The family moved to Georgia before his junior year of high school. Brown initially committed to Tennessee, which backed off in the lead-up to National Signing Day in 2014, worried about Brown’s grades. The family had suffered as Brown dealt with the fallout of his father’s death and the subsequent move.
Oklahoma was willing to take him. Brown redshirted there his first year – too much depth ahead of him – but then he took over at left tackle in 2015 and hasn’t let go, starting 39 games there in three years. He was second-team All-Big 12 as a redshirt freshman, second-team All-American last year and all-everything this year.
Baker Mayfield is the star, but in many ways, Brown is the facilitator. Listed at 6-foot-8 and 345 pounds, Brown makes Georgia guard Ben Cleveland — known as Big Ben — look like Isaiah McKenzie.

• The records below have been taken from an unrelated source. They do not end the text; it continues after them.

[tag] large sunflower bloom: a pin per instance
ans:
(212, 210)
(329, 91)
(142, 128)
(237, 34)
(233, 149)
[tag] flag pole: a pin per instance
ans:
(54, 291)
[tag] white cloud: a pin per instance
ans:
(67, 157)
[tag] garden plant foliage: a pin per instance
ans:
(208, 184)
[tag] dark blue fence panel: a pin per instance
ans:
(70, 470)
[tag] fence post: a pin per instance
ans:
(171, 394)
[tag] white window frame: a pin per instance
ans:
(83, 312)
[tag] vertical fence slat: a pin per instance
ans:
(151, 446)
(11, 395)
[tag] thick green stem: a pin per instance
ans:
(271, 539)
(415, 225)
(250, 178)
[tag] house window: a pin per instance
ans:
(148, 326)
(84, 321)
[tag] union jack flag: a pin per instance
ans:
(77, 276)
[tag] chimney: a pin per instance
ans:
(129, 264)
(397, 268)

Georgia did recruit him and could have used him during the next few seasons. But Brown also wasn’t that highly ranked. He was a 3-star recruit according to 247Sports, Scout, Rivals and ESPN, only the 35th-ranked offensive tackle nationally per ESPN. Besides academics, he also needed to cut down his body fat.
Both were straightened out at Oklahoma – he’s a good student and a good athlete – and now he’s ready to try to beat the sort-of home-state team.

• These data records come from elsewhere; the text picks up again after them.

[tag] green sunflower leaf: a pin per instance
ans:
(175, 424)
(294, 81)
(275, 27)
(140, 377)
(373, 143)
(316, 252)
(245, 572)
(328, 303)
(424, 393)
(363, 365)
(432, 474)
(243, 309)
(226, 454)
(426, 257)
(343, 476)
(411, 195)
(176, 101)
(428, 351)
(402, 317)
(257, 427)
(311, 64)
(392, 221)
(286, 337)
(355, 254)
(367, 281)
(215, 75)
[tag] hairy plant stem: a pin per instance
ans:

“I’ve actually watched a lot of film [of Georgia]. They’re great, man,” Brown said. “They’ve got a great front seven. They’ve got a bunch of big names, a bunch of guys that are making consistent plays for them.”

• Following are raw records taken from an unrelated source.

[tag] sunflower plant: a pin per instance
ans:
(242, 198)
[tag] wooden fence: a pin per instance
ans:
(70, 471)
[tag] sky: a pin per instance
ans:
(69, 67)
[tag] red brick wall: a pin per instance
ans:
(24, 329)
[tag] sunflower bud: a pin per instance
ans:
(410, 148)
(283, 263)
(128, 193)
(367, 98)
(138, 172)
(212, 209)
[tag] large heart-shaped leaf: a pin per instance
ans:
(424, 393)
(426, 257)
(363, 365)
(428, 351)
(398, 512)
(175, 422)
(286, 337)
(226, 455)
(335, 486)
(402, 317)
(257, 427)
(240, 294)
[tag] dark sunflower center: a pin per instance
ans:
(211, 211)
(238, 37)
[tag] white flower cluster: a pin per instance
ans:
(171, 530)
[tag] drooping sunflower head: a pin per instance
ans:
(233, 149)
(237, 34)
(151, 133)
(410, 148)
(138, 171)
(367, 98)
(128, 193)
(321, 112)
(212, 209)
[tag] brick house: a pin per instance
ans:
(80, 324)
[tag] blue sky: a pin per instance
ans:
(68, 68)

Then Brown ticked off the players by their jersey numbers: “Seventeen [Davin Bellamy] is a guy that makes a lot of plays in crunch time for them. Obviously 7 [Lorenzo Carter], he makes plays here and there. Three [Roquan Smith] is great for them. Seventy-eight [Trenton Thompson]. I’ve seen 97 [John Atkins] make some plays here and there for them. So they’re loaded, man. They’ve got a lot of talent.”
That sets up a great matchup between Oklahoma’s high-powered offense and Georgia’s stingy defense. But it’s also a Big 12 offense, and the skeptics say that when one of those offenses runs into an SEC defense, it gets stopped.
Brown was asked if that was motivating.
“Very motivating,” Brown said. “I actually shall continue to say that it’s very important to our success to hear that narrative. I think that’s what’s going to drive us to hear that for the next three weeks. We look forward to the matchup.”